In your previous mail you wrote:

   My strong preference would be to drop site-local addresses completely.  
   I think they're an administrative and technical nightmare.
   
=> many of us share your opinion but the other side has enough people
to make a consensus unlikely...

   Margaret has pointed out that our routing protocols don't support 
   site-local addresses.  The only alternative suggestion I've seen thus 
   far is to run multiple instances of, say, OSPF on all routers within a 
   site.  But how are these distinguished from each other?

=> using the fact an interface belongs only to one site.
OSPFv3 has an explicite provision for multi-instance per router
(the idea was to make OSPF available on DMZs) so someone can shoot in
his foot (oops, can run multiple OSPF processes on a multi-sited router).

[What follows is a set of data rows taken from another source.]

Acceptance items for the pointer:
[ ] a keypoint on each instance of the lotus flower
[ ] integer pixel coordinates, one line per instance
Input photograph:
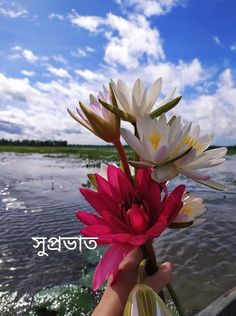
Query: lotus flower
(138, 101)
(174, 148)
(193, 207)
(97, 119)
(128, 216)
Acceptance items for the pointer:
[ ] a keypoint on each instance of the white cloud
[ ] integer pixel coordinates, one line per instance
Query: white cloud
(90, 23)
(38, 108)
(151, 7)
(55, 16)
(18, 53)
(215, 112)
(128, 40)
(82, 52)
(89, 75)
(90, 49)
(233, 47)
(60, 59)
(135, 40)
(12, 9)
(59, 72)
(28, 73)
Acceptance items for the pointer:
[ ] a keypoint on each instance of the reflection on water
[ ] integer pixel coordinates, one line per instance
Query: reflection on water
(39, 196)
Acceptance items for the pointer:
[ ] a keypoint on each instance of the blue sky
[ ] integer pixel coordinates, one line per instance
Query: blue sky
(54, 53)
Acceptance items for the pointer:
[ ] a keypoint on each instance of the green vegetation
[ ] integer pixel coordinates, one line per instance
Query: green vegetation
(84, 152)
(49, 147)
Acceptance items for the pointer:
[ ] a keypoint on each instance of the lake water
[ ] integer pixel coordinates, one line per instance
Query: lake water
(39, 196)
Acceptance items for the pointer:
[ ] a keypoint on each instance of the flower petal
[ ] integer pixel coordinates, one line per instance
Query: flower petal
(164, 173)
(153, 93)
(213, 184)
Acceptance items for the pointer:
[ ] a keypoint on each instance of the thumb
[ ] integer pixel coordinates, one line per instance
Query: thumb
(161, 278)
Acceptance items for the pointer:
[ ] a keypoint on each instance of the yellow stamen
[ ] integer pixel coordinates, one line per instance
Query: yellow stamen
(154, 139)
(191, 142)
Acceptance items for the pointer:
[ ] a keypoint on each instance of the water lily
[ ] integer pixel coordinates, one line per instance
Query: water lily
(97, 119)
(139, 101)
(192, 208)
(174, 148)
(128, 215)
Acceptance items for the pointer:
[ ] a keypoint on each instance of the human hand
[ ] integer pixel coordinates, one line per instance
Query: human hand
(116, 293)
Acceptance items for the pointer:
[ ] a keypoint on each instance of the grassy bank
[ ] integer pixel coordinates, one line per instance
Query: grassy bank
(90, 152)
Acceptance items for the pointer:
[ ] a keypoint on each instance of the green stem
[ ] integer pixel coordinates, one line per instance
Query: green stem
(152, 267)
(123, 159)
(175, 299)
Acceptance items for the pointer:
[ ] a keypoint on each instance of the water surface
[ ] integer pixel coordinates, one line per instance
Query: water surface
(39, 196)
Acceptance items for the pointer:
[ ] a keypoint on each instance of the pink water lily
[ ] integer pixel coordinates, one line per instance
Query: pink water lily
(128, 215)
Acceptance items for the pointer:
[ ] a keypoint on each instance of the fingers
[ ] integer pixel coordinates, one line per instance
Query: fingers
(161, 278)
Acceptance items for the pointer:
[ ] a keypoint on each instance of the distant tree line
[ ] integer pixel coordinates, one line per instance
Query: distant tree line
(32, 142)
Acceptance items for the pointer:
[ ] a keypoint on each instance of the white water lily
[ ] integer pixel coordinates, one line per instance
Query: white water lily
(193, 207)
(97, 119)
(174, 148)
(139, 101)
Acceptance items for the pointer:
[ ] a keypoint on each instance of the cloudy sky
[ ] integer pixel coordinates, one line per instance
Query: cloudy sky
(54, 53)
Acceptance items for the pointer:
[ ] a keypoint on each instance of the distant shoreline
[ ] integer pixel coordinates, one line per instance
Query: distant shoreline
(84, 151)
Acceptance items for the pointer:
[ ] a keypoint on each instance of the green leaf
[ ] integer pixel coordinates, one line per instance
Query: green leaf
(213, 184)
(92, 179)
(165, 108)
(64, 300)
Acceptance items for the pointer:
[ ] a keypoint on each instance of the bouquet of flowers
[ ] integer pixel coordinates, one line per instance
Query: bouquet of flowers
(132, 201)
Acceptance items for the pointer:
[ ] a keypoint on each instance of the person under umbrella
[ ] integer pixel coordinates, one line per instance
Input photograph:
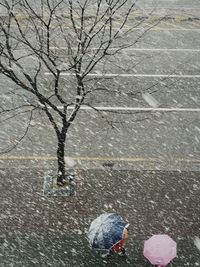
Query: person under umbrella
(109, 232)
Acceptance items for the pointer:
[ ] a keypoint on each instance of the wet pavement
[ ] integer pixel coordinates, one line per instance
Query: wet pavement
(36, 230)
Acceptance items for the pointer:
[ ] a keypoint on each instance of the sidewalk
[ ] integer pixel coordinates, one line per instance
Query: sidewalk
(41, 231)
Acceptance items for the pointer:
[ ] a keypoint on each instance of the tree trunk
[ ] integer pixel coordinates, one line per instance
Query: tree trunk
(61, 177)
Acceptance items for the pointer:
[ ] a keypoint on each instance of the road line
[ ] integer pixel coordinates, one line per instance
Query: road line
(140, 49)
(125, 159)
(131, 75)
(101, 108)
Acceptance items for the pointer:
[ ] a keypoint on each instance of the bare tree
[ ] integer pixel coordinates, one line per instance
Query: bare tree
(55, 37)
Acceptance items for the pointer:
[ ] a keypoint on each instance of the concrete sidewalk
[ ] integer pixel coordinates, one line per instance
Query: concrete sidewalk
(39, 231)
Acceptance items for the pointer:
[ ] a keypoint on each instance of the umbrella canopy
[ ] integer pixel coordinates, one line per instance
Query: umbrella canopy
(160, 249)
(106, 230)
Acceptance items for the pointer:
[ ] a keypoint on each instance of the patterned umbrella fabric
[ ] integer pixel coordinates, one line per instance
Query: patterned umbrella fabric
(106, 230)
(160, 249)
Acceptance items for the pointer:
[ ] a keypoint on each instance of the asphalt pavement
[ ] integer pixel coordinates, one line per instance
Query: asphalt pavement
(154, 156)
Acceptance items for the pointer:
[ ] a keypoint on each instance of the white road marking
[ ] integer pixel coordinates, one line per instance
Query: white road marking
(131, 75)
(102, 108)
(141, 49)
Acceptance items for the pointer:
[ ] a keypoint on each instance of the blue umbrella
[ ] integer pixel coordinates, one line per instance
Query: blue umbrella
(106, 230)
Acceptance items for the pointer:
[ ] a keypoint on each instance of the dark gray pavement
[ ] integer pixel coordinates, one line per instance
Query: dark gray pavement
(40, 231)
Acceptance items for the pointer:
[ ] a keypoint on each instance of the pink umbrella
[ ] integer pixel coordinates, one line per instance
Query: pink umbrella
(160, 250)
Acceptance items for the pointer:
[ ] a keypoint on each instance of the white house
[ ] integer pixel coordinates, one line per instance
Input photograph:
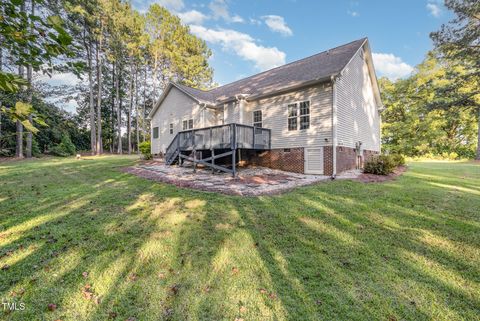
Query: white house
(317, 115)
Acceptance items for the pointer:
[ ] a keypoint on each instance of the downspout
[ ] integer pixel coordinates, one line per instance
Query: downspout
(334, 79)
(240, 100)
(203, 107)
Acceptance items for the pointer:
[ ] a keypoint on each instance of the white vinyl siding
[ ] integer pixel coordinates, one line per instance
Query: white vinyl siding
(175, 108)
(357, 115)
(275, 114)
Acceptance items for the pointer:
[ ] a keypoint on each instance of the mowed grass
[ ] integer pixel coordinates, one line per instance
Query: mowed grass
(101, 244)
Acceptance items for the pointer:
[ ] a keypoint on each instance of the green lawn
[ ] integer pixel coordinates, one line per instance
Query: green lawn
(101, 244)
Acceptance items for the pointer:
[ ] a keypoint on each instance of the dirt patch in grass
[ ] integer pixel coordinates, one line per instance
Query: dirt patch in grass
(372, 178)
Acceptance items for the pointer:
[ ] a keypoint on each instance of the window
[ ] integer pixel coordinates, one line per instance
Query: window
(187, 124)
(305, 115)
(257, 118)
(299, 114)
(292, 117)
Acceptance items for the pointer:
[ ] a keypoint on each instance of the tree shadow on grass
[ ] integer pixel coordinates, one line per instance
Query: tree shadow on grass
(341, 250)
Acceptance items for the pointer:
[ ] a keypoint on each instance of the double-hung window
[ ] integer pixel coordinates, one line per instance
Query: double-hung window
(257, 118)
(187, 124)
(299, 115)
(304, 115)
(292, 116)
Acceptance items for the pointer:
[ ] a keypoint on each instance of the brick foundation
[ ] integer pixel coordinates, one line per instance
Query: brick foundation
(290, 160)
(346, 158)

   I'm very concerned about DNS entries.  When should a DNS server -- or a 
   caching resolver -- return a site-local address?  (If the DNS never 
   returns such things, they're useless.)  One suggestion I've heard is 
   two-faced DNS servers -- only return site-local information if the 
   querier is within the same site.

=> yes, the basic answer is the two-headed devil...

   RFC 2182 (aka BCP 0016) specifically warns against putting all
   secondary servers for a zone within a site:
   
=> this obviously doesn't apply in this way for scoped names/addresses.

   Philosophically, I think that the problem is that a "site" is a new 
   (and deliberately poorly defined) concept.

=> I propose to reserve the "what is a site?" question to Steve Deering (:-).